One reason that some over-the–counter products have become less effective is that, over the years, louse have been able to build up a resistance to permethrin-based insecticides. The insects have yet to develop resistance to new treatments like Natroba.

Signs of Head Lice: Although they are very small, you can actually see lice. The lice eggs are called nits. They are tiny yellow, tan, or brown dots before they hatch. Lice lay nits on hair shafts close to the scalp until they hatch. Nits look a little like dandruff but they can’t be removed by brushing them off.

Lice eggs hatch within 1 to 2 weeks after they’re laid. After hatching, the remaining shell looks white or clear and continues to be firmly attached to the hair shaft. This is the stage when it’s easiest to spot them, as the hair is growing longer and the egg-shell is moving further away from the scalp. The adult louse is no bigger than a sesame seed and is grayish-white or tan. Most lice feed on blood several times a day, but they can survive up to 2 days off the scalp.

Lice bite and can cause itching and scratching, but it can take weeks before your kid begins itching. If the scratching becomes excessive, your child may develop a bacterial infection. Your pediatrician can prescribe an oral antibiotic as treatment.

Lice are highly contagious and can spread quickly. If you discover your little one has lice, be sure and notify your child’s school. offers these tips for preventing re-infestation.

  • Wash all bed linens and clothing that’s been recently worn by anyone in your home who’s infested in very hot water (130° F [54.4° C]), then put them in the hot cycle of the dryer for at least 20 minutes.
  • Have bed linens, clothing, and stuffed animals and plush toys that can’t be washed dry-cleaned. Or, put them in airtight bags for 2 weeks.
  • Vacuum carpets and any upholstered furniture (in your home or car).
  • Soak hair-care items like combs, barrettes, hair ties or bands, headbands, and brushes in rubbing alcohol or medicated shampoo for 1 hour. You can also wash them in hot water or just throw them away.

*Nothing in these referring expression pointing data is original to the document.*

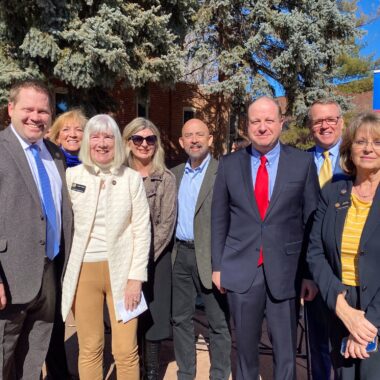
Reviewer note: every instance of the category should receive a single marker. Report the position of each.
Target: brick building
(169, 108)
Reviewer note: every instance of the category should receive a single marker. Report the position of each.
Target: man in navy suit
(258, 240)
(325, 122)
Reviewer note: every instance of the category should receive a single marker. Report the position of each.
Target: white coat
(127, 228)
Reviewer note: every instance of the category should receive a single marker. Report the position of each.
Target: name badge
(78, 187)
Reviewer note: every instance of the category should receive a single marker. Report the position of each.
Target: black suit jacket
(325, 246)
(238, 231)
(22, 221)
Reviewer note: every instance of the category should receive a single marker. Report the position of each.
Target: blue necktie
(52, 244)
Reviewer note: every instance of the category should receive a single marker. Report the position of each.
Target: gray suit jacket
(202, 222)
(22, 221)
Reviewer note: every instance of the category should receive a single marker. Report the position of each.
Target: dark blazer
(22, 221)
(238, 231)
(338, 172)
(202, 222)
(323, 254)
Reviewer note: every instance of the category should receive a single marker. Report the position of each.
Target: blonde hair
(74, 115)
(102, 123)
(323, 102)
(369, 120)
(136, 125)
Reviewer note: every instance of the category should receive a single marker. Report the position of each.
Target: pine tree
(89, 45)
(250, 47)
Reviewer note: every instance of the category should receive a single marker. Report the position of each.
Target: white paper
(127, 315)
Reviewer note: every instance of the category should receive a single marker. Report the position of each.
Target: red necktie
(262, 194)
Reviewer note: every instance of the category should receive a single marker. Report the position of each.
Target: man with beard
(192, 257)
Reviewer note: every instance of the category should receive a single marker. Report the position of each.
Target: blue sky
(372, 37)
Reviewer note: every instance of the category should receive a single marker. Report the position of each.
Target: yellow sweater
(353, 228)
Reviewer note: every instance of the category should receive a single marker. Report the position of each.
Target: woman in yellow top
(344, 251)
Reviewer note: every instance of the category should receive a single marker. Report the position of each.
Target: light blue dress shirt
(187, 198)
(52, 171)
(272, 164)
(334, 155)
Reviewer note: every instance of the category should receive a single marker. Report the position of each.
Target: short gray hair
(102, 123)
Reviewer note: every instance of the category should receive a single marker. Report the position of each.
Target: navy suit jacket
(324, 250)
(238, 231)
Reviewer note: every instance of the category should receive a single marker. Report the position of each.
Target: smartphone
(371, 347)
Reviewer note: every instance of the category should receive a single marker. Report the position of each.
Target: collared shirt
(334, 155)
(187, 198)
(272, 164)
(52, 171)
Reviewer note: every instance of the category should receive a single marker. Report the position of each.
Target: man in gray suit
(35, 230)
(192, 257)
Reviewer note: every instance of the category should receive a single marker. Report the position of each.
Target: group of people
(94, 217)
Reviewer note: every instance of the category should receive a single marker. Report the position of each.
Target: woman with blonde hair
(109, 254)
(67, 132)
(343, 254)
(145, 154)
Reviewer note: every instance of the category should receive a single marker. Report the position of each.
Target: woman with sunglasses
(343, 254)
(146, 155)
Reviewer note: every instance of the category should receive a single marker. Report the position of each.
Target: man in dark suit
(35, 230)
(325, 122)
(264, 196)
(192, 258)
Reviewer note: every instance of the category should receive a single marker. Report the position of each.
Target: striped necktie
(52, 243)
(325, 174)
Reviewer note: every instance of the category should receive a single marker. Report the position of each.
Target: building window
(188, 113)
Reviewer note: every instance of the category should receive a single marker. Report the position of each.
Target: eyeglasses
(330, 121)
(360, 144)
(138, 140)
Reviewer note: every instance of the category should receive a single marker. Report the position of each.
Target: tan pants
(93, 287)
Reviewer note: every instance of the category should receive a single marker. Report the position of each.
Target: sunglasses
(138, 140)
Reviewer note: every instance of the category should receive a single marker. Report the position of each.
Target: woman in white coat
(109, 254)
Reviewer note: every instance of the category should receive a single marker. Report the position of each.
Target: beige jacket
(127, 226)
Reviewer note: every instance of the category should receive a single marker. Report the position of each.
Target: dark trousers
(317, 318)
(186, 286)
(248, 310)
(25, 331)
(351, 369)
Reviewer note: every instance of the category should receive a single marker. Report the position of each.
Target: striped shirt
(353, 227)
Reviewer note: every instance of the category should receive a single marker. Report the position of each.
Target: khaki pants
(93, 287)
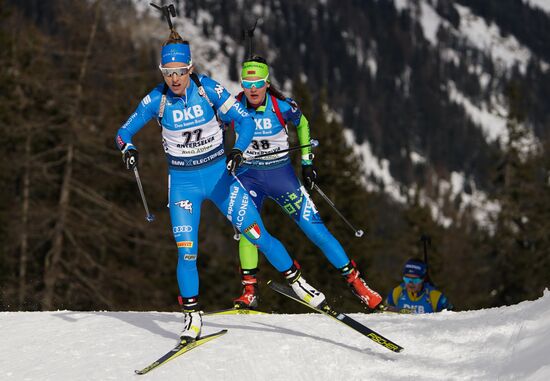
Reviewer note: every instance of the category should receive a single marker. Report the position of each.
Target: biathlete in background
(273, 176)
(415, 294)
(187, 108)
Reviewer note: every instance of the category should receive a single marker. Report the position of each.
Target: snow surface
(542, 4)
(506, 343)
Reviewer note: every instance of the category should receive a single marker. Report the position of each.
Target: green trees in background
(72, 228)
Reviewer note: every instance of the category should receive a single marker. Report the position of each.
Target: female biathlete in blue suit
(272, 176)
(187, 108)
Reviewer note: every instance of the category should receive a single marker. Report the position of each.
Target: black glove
(309, 176)
(130, 158)
(234, 159)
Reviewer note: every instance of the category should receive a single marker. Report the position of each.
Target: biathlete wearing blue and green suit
(273, 177)
(193, 142)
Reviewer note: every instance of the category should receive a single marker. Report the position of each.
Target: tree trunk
(24, 240)
(53, 270)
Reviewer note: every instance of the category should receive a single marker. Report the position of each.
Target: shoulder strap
(277, 110)
(435, 295)
(239, 98)
(396, 293)
(162, 104)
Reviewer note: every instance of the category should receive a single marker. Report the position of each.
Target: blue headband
(413, 267)
(175, 53)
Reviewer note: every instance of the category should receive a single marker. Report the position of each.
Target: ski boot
(302, 289)
(192, 319)
(359, 287)
(249, 298)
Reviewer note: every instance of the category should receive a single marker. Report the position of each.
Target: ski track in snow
(506, 343)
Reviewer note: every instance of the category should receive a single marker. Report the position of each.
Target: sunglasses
(407, 279)
(257, 83)
(170, 71)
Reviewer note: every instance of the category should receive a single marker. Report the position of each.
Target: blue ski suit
(274, 177)
(192, 139)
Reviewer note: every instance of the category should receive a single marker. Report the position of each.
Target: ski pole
(167, 11)
(425, 239)
(312, 143)
(149, 217)
(358, 233)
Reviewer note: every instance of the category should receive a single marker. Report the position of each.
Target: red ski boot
(249, 298)
(360, 289)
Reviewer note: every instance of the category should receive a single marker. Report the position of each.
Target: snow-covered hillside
(507, 343)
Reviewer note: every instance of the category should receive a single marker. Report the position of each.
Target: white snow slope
(507, 343)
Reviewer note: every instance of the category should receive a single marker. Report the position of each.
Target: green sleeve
(304, 138)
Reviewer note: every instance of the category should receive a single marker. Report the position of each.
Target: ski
(234, 311)
(180, 349)
(342, 318)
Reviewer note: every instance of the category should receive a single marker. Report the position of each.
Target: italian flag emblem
(253, 231)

Because lice are easily passed from person to person in the same house, bedmates and infested family members will also need treatment to prevent the lice from coming back.

Also there are some Don’t you should be aware of:

  • Don’t use a hair dryer on your child’s hair after applying any of the currently available scalp treatments because some contain flammable ingredients.
  • Don’t use a cream rinse or shampoo/conditioner combination before applying lice medication.
  • Don’t wash your child’s hair for 1 to 2 days after using a medicated treatment.
  • Don’t use sprays or hire a pest control company to try to get rid of the lice, as they can be harmful.
  • Don’t use the same medication more than three times on one person. If it doesn’t seem to be working, your doctor may recommend another medication.
  • Don’t use more than one head lice medication at a time.

Removal by hand:

If your child is 2 years old or younger, you should not use medicated lice treatments. You’ll need to remove the nits and lice by hand.

To remove lice and nits by hand, use a fine-tooth comb on your child’s wet, conditioned hair every 3 to 4 days for 2 weeks after the last live louse was seen. Wetting the hair beforehand is recommended because it temporarily immobilizes the lice and the conditioner makes it easier to get a comb through the hair.

Wet combing is also an alternative to pesticide treatments in older kids. Though petroleum jelly, mayonnaise, or olive oil are sometimes used in an attempt to suffocate head lice, these treatments have not been proven to be effective.

Lice can be persistent, so be sure to follow the directions on any product you use. If the over-the–counter products don’t work, you can ask your pediatrician about Natroba Topical Suspension.  Clinical results, so far, look excellent for this new treatment.